5 ) itinerario di Venezia

Ponte_della_Liberta_Venezia5° itinerario : Da Cabbareggio a Rialto: la vitalità e la quiete.

Il sestriere di Cannaregio, l'unico con una configurazione urbanistica di stampo romano perché creato su terreni più ampi, fino all'inizio del XIX secolo era un tranquillo quartiere della città.

Ma da quando fu costruito il Ponte della Libertà, che collega Venezia alla terraferma e sul quale passa, oltre alle macchine, anche il treno che termina la sua corsa alla Stazione Ferroviaria di fronte alla fine del Canal Grande, le cose sono cambiate.

Con gli anni, la via principale che conduce verso Rialto parallelamente al Canal Grande si arricchì sempre di più di negozi di varie specie, dall'artigianato veneziano alla moda, dai prodotti casalinghi, alle librerie o cartolerie, dai banchi alimentari alle bancarelle in mezzo alla strada.

Sul lato opposto, invece, dirigendosi verso l'interno che nel primo tratto racchiude il Ghetto di Venezia , ci si addentra nelle callette, dove il tempo sembra essersi fermato un secolo fa, con una quiete difficilmente immaginabile a così breve distanza da tanta animazione.

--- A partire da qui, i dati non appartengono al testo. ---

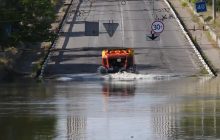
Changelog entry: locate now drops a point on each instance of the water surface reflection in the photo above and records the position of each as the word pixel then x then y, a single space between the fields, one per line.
pixel 187 108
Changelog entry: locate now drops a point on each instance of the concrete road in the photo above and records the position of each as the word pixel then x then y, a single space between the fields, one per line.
pixel 77 53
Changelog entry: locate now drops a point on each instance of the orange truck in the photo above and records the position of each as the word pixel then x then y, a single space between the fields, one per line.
pixel 117 60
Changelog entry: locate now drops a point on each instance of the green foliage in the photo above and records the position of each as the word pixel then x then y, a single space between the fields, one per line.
pixel 30 20
pixel 184 4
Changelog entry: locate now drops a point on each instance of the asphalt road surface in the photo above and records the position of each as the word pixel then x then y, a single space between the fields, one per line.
pixel 77 53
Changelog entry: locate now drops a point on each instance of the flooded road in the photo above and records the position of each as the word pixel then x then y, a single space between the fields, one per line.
pixel 88 108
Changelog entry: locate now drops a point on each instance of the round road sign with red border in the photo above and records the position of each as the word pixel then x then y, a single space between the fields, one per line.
pixel 157 26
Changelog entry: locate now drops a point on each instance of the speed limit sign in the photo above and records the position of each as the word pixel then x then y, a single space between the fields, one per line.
pixel 157 26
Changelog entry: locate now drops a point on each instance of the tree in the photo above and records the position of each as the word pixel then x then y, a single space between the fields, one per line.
pixel 30 20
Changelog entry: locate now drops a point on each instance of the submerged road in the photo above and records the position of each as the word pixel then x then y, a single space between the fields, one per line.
pixel 77 53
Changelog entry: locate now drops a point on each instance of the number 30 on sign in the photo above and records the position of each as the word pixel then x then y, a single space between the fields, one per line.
pixel 157 26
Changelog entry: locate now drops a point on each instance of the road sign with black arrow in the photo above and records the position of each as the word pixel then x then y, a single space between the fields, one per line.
pixel 152 37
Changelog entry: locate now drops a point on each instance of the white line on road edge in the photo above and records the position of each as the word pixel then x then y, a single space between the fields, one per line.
pixel 190 41
pixel 122 26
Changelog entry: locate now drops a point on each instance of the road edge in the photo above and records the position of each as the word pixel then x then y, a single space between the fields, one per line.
pixel 53 45
pixel 195 46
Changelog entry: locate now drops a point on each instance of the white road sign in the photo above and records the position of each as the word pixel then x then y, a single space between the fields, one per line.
pixel 157 26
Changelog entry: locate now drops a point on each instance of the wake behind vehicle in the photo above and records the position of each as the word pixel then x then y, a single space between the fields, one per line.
pixel 117 60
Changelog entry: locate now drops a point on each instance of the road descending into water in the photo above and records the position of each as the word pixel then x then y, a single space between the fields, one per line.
pixel 76 52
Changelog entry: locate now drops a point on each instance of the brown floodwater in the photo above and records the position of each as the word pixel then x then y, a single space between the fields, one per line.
pixel 79 108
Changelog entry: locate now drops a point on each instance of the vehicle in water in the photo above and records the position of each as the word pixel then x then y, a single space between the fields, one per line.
pixel 117 60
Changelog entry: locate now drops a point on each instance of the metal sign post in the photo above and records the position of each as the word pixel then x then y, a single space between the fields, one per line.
pixel 200 6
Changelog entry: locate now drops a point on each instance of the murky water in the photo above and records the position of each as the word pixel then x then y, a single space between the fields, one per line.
pixel 91 107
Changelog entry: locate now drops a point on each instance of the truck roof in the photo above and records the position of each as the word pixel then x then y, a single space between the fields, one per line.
pixel 121 52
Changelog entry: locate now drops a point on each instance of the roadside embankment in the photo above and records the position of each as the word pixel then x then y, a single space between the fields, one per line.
pixel 27 60
pixel 200 37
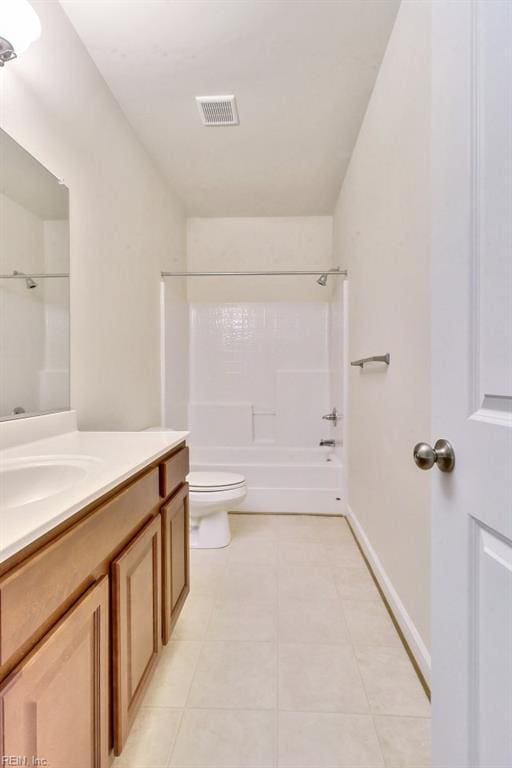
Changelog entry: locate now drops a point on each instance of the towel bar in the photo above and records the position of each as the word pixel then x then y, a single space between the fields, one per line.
pixel 373 359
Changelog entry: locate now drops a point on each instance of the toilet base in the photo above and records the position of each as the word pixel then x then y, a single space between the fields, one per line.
pixel 210 532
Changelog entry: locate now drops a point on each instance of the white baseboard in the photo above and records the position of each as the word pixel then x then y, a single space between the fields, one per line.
pixel 306 501
pixel 406 624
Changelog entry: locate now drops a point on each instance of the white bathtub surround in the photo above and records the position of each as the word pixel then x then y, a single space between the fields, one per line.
pixel 260 383
pixel 279 479
pixel 259 373
pixel 96 462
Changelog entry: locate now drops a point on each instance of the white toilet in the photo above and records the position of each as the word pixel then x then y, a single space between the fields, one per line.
pixel 212 496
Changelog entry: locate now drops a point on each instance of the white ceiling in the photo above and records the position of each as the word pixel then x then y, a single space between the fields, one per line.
pixel 302 72
pixel 27 182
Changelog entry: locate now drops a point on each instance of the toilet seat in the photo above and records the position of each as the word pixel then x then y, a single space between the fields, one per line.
pixel 212 496
pixel 214 482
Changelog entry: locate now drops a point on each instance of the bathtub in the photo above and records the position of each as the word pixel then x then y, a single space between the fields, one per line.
pixel 279 479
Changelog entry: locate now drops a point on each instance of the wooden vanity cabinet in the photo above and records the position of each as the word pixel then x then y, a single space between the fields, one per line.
pixel 176 581
pixel 55 705
pixel 84 611
pixel 136 623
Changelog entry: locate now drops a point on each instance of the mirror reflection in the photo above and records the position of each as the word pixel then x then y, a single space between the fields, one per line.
pixel 34 286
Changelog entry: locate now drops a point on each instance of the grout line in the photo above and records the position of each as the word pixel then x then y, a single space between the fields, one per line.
pixel 175 740
pixel 398 629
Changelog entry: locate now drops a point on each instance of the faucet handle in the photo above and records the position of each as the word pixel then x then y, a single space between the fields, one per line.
pixel 332 416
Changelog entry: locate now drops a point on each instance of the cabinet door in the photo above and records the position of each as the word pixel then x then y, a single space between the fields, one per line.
pixel 136 623
pixel 175 558
pixel 55 703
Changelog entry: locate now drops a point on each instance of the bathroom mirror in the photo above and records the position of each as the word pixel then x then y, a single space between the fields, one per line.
pixel 34 286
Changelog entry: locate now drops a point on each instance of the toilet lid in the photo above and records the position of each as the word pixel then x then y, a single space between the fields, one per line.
pixel 214 481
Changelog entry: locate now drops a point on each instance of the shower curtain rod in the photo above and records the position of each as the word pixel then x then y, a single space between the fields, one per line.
pixel 330 271
pixel 39 275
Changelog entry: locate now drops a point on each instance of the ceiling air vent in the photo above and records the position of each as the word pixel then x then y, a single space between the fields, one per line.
pixel 218 110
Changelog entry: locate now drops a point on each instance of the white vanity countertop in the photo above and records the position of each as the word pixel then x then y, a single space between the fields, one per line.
pixel 115 457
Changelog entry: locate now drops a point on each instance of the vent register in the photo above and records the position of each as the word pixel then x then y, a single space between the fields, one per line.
pixel 218 110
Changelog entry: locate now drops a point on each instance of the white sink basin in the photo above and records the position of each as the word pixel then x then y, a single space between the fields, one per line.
pixel 25 481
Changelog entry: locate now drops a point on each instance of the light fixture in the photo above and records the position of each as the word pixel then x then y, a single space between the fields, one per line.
pixel 19 27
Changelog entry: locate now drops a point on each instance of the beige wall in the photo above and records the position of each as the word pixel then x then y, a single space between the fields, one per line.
pixel 258 243
pixel 382 236
pixel 125 224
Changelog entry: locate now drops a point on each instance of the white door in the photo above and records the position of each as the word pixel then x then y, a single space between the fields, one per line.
pixel 472 380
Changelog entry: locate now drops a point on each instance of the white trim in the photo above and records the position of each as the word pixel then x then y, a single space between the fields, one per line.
pixel 406 624
pixel 163 409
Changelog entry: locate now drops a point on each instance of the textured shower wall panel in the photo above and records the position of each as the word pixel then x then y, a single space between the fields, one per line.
pixel 302 400
pixel 239 354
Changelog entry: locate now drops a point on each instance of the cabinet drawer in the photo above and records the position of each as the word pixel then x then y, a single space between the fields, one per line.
pixel 37 592
pixel 173 472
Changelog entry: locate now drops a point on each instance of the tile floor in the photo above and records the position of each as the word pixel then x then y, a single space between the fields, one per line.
pixel 284 657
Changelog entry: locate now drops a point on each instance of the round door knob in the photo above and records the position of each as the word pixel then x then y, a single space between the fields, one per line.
pixel 441 454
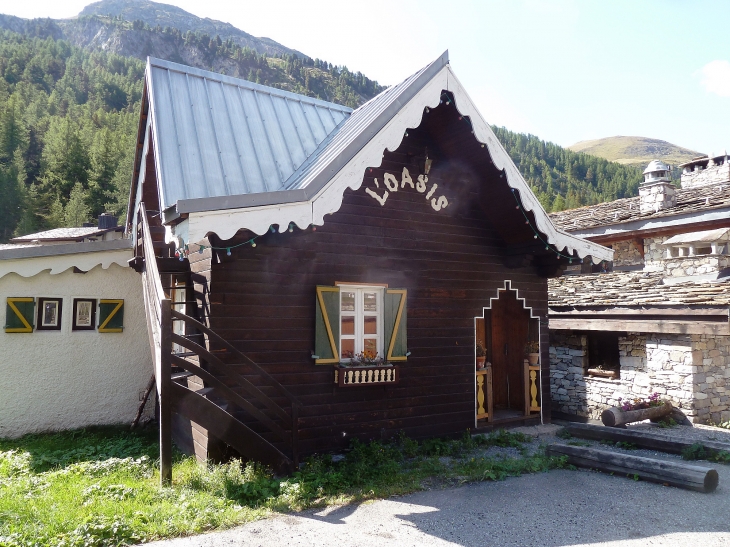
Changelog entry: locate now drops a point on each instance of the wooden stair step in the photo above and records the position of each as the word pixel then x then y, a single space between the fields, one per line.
pixel 176 376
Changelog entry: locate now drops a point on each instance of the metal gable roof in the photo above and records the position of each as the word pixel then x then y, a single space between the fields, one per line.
pixel 219 136
pixel 306 188
pixel 333 152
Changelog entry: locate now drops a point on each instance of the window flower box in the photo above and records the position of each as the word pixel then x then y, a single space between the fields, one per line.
pixel 366 375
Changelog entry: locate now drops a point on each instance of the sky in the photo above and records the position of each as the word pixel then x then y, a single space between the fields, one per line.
pixel 563 70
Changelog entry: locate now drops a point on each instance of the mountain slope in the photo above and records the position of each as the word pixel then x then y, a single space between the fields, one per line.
pixel 239 54
pixel 563 179
pixel 165 15
pixel 637 151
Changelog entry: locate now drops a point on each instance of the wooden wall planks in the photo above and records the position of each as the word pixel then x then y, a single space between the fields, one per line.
pixel 451 261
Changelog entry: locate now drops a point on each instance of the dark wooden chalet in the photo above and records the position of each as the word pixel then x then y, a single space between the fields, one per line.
pixel 304 234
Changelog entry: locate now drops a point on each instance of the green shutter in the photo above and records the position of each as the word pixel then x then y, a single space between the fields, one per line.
pixel 327 326
pixel 19 314
pixel 111 315
pixel 395 313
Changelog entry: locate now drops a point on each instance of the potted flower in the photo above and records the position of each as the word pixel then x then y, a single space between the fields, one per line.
pixel 532 350
pixel 481 355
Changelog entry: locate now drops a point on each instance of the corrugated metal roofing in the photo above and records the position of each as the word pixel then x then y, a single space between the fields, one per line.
pixel 359 128
pixel 221 136
pixel 61 234
pixel 333 152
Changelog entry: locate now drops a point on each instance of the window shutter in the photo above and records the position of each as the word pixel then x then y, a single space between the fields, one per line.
pixel 111 315
pixel 327 326
pixel 394 322
pixel 19 314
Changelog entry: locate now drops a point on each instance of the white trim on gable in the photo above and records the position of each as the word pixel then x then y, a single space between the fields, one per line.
pixel 225 223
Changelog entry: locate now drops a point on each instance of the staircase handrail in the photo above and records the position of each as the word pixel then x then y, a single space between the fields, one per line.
pixel 230 347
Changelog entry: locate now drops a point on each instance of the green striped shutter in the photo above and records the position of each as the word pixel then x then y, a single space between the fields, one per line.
pixel 395 314
pixel 327 326
pixel 19 314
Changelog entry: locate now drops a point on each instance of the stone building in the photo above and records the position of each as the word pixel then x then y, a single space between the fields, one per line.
pixel 655 320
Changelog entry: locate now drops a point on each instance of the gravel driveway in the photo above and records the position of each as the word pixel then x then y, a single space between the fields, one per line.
pixel 549 510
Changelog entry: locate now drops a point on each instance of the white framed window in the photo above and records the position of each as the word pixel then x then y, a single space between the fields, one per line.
pixel 361 320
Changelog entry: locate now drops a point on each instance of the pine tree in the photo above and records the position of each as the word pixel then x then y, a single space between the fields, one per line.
pixel 76 211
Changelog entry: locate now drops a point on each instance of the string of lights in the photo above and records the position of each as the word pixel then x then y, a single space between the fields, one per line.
pixel 184 252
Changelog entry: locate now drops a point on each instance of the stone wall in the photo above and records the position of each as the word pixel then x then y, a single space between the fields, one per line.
pixel 717 174
pixel 688 370
pixel 711 372
pixel 657 196
pixel 625 253
pixel 568 359
pixel 695 265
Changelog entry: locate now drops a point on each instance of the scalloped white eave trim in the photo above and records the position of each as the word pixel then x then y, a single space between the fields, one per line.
pixel 28 267
pixel 225 223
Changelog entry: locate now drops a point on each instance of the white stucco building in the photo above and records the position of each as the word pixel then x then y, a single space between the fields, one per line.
pixel 65 371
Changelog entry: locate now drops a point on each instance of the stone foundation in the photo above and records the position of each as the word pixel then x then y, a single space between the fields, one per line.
pixel 695 265
pixel 625 253
pixel 688 370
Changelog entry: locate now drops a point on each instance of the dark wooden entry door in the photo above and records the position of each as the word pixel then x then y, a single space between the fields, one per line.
pixel 510 330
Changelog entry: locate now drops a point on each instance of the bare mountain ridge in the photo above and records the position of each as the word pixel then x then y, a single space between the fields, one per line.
pixel 141 28
pixel 108 25
pixel 165 15
pixel 637 151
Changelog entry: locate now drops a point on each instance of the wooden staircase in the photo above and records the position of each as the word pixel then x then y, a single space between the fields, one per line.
pixel 202 376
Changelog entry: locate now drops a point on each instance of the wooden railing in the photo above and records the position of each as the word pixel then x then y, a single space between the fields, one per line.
pixel 159 328
pixel 484 394
pixel 532 389
pixel 225 378
pixel 366 376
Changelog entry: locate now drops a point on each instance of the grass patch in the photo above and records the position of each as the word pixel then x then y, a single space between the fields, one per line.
pixel 99 487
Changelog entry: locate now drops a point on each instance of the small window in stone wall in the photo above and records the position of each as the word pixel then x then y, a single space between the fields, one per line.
pixel 603 355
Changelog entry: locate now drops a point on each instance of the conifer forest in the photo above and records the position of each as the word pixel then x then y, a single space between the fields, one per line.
pixel 68 122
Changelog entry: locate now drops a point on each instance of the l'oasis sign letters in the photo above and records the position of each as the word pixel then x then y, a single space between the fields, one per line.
pixel 391 185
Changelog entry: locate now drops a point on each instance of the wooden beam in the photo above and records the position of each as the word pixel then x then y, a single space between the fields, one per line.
pixel 681 475
pixel 714 328
pixel 720 311
pixel 657 232
pixel 643 439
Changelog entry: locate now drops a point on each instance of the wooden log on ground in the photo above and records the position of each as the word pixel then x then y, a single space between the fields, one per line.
pixel 642 439
pixel 679 474
pixel 612 374
pixel 615 417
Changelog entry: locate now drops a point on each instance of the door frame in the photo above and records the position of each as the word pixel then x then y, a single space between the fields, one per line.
pixel 508 288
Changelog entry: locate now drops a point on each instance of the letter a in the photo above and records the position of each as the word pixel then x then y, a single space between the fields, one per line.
pixel 442 203
pixel 391 182
pixel 406 179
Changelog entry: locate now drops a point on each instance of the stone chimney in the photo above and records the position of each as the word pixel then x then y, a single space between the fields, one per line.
pixel 657 191
pixel 106 221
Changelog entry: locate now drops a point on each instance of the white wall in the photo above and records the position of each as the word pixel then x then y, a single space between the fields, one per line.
pixel 52 380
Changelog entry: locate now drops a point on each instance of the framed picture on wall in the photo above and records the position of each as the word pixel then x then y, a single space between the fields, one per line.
pixel 84 314
pixel 49 313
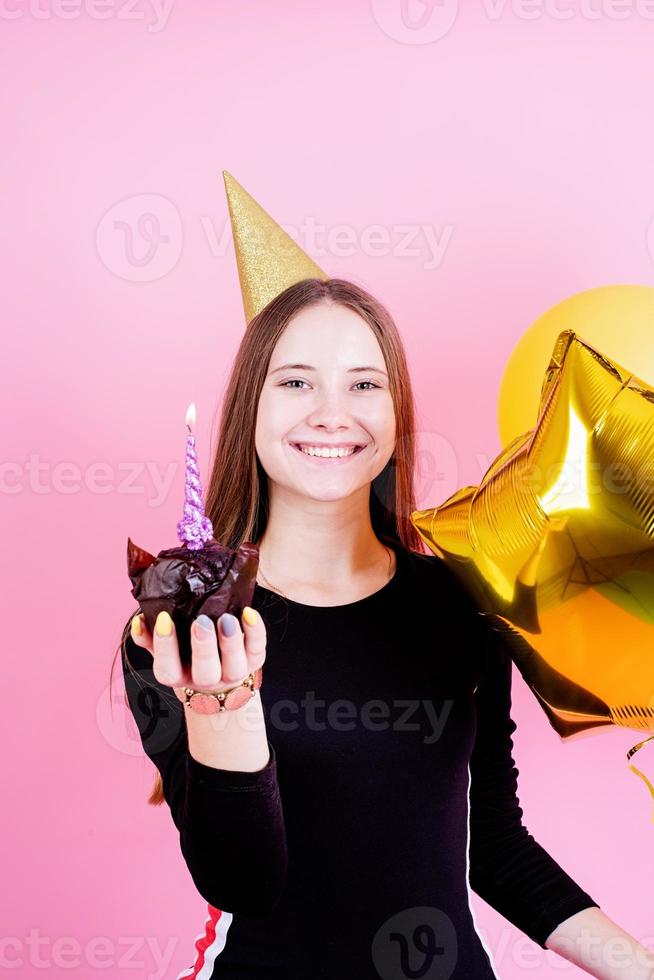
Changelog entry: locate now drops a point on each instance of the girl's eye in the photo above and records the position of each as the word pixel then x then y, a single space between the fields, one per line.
pixel 284 384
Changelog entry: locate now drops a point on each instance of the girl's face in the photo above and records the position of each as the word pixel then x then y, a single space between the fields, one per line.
pixel 326 386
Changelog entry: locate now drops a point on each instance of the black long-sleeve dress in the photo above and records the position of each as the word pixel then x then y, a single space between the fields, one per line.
pixel 390 789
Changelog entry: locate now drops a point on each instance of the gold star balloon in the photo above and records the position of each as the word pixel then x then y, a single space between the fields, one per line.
pixel 556 544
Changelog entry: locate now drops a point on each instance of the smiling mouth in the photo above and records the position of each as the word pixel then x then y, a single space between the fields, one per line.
pixel 328 459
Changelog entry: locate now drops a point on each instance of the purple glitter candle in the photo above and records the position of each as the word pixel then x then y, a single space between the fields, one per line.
pixel 195 528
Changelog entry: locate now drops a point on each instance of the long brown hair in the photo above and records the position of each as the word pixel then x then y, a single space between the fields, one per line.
pixel 237 493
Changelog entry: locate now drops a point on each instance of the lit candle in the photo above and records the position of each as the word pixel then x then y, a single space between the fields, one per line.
pixel 195 528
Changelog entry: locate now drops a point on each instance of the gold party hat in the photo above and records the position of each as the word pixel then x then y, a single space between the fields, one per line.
pixel 268 259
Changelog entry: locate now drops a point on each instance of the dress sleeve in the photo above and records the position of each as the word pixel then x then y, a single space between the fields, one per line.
pixel 508 868
pixel 231 823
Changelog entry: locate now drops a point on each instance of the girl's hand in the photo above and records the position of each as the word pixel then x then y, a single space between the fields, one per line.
pixel 217 662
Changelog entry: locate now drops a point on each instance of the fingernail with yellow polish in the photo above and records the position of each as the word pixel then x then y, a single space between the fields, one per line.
pixel 250 615
pixel 164 624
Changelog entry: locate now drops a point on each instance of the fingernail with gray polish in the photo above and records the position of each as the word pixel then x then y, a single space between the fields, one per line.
pixel 228 624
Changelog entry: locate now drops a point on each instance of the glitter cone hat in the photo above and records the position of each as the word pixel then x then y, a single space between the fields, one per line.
pixel 267 258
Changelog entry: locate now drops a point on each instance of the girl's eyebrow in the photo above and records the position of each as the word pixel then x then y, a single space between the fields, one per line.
pixel 308 367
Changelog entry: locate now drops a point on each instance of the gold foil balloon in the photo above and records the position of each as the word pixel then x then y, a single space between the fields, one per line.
pixel 618 320
pixel 556 544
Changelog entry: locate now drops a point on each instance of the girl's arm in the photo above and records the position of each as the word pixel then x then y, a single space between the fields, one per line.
pixel 230 822
pixel 508 868
pixel 597 944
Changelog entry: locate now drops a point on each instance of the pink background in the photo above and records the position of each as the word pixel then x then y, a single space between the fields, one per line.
pixel 521 137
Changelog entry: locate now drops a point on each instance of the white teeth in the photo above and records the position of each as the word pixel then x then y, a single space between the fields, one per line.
pixel 325 452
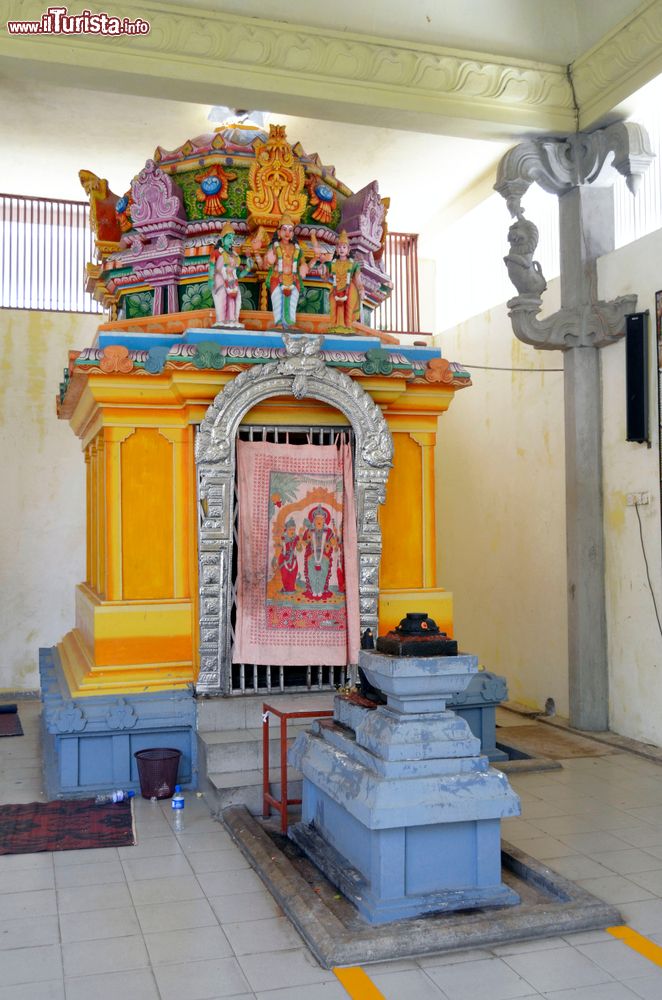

Un aspetto di Venezia che anticipa un capolavoro dell'architettura veneziana del settecento: la chiesa di Santa Maria di Nazareth, detta degli Scalzi, dove fu sepolto l'ultimo doge di Venezia, seguito da alcuni dei più bei palazzi sul Canal Grande: il palazzo Labia, gioiello settecentesco ora sede della Rai.

palazzo_vendramin_calergi_veneziaIl palazzo Vendramin Calergi dell'inizio del XV secolo, ieri dimora di Richard Wagner, è oggi il casinò di Venezia. Il magnifico palazzo gotico fiorito veneziano, la quattrocentesca Ca' d'Oro, con la facciata unica per la finezza dei ricami dei suoi loggiati, è oggi un museo che racchiude una splendida collezione di tele di Carpaccio.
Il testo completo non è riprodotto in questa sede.